Revivalism is a method of evangelism relying on what is usually a series of evangelistic meetings called revivals. Revivalism is concerned with the necessity of conversion—a personal decision to follow Christ. Evangelists leading revivals characteristically end every sermon with a strong, emotional appeal for a decision. Revivalism calls people out of a cultural Christianity into a living faith.
Revivalism has as its basis the fact that sinners need to be saved, and the preaching of the Word of God is necessary for sinners to know the gospel that saves them (Romans 10:14). Biblical pleas for God to revive His people give revivalism its name: “Revive us, and we will call on your name. Restore us, Lord God Almighty; make your face shine on us, that we may be saved” (Psalm 80:18–19; see also Psalm 85:6; 119:25; and Isaiah 57:15).
In the more Calvinistic-leaning churches of the American Colonies, the emphasis was upon God who saves the sinner. While it was recognized that the sinner must exercise faith, preachers emphasized God as the One who takes the initiative and calls the sinner to Himself. The Holy Spirit convicted people of their need as they listened to the truth of the gospel proclaimed from the pulpit and enabled people to believe. Many people who grew up in the church grew into faith without having a definitive “conversion experience.” The First Great Awakening, which followed the preaching of Jonathan Edwards and George Whitfield, was still firmly within this Calvinist tradition.
Later revivalist preachers often went where there was no established church (like the American frontier) or where the churches seemed to have grown cold. Revivalists emphasized that each person must make a decision for Christ. They challenged those who had simply accepted the faith of their ancestors without making it truly their own, as well as those who had never embraced any faith at all. They wanted to “revive” the people to a living, functioning Christianity. They preached the judgment of God against sin and pleaded with the sinner to repent and trust Christ. “Altar calls” were often accompanied by great displays of emotion and prolonged pleadings.

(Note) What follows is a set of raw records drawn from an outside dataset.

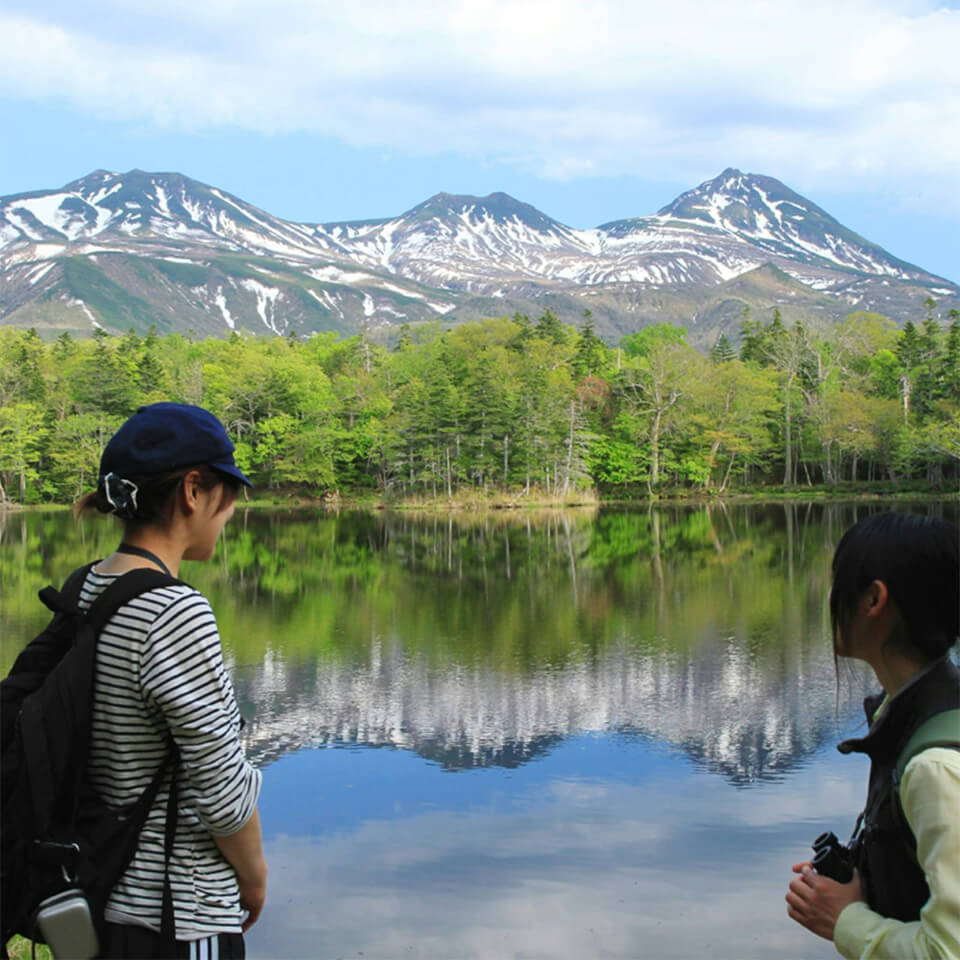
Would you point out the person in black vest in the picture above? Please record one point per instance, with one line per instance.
(895, 604)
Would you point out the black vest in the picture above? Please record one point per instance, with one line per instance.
(886, 848)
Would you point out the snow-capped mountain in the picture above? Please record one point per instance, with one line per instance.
(135, 249)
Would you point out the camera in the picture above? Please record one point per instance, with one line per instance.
(66, 926)
(833, 859)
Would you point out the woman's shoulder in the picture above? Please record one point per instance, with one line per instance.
(155, 603)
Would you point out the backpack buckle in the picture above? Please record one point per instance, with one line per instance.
(63, 855)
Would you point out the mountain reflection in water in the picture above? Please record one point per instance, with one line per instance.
(602, 683)
(745, 719)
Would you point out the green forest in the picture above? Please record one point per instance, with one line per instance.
(510, 406)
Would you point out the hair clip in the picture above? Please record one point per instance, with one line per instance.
(121, 494)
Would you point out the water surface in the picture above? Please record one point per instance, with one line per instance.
(560, 735)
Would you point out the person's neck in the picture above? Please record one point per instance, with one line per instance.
(895, 671)
(164, 545)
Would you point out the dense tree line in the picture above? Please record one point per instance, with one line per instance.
(510, 404)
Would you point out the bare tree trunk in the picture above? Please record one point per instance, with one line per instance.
(788, 474)
(566, 479)
(654, 451)
(726, 476)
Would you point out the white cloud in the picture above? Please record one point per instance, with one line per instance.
(835, 93)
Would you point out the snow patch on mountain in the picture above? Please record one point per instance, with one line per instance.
(267, 298)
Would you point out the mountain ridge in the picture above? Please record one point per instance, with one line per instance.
(216, 262)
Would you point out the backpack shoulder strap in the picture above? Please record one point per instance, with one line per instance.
(67, 598)
(123, 590)
(941, 730)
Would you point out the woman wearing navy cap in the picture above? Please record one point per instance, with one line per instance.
(170, 476)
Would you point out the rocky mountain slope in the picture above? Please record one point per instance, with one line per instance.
(141, 249)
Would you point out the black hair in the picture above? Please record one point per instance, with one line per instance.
(155, 495)
(916, 558)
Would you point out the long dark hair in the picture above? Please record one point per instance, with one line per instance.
(156, 492)
(916, 558)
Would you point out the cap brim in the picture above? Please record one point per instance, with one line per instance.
(231, 470)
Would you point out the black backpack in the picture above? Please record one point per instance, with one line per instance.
(55, 832)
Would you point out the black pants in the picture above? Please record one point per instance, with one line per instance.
(121, 942)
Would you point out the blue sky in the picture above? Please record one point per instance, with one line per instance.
(591, 111)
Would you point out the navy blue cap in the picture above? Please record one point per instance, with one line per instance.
(165, 436)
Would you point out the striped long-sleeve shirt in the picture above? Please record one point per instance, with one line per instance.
(160, 672)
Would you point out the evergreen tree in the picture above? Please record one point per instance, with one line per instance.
(591, 354)
(722, 352)
(949, 378)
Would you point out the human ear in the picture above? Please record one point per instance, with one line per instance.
(190, 490)
(876, 598)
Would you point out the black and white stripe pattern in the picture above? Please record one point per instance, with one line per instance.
(160, 672)
(206, 949)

When people began to respond en masse, the revival was seen to be successful. The Second Great Awakening under Charles Finney followed this pattern and was much more Arminian in approach. The emphasis was less upon the God who called the sinner to faith and more upon the need to convince the sinner to repent and believe. Later revivals placed more and more emphasis upon music to set the tone and help prepare people to make the decision for Christ. (Even today, some churches continue to have extensive altar calls, while others rarely have an altar call or extend the invitation in some other way such as “if you are interested in knowing more about what it means to be a Christian, drop by the reception area for a cup of coffee and the pastor will be happy to speak with you.” Often this difference in approach can be traced back to the theology of the church and whether the emphasis is upon God who calls the sinner or upon the sinner who must be convinced to respond.)
Revivalism continued in the nineteenth and twentieth centuries with the preaching of D. L. Moody, Billy Sunday, and Billy Graham, who held “revival meetings” with much the same emphasis. Today, in popular thinking, the word evangelicalism has come to encompass many of the values that revivalism embraced in earlier centuries. Whether Calvinistic or Arminian, evangelicalism still stresses personal conversion and a resultant change—not only an inward, spiritual quickening, but also an external change in behavior visible to the watching world.
Today, revivalism as an evangelistic method is on the wane; large “revival meetings” that fill stadiums are not as common in the United States. Many churches still have a week of “revival meetings” annually. Church members are encouraged to invite unsaved friends and family to meetings where Christians will be challenged to a deeper walk with Christ and the unsaved will be challenged to accept Christ.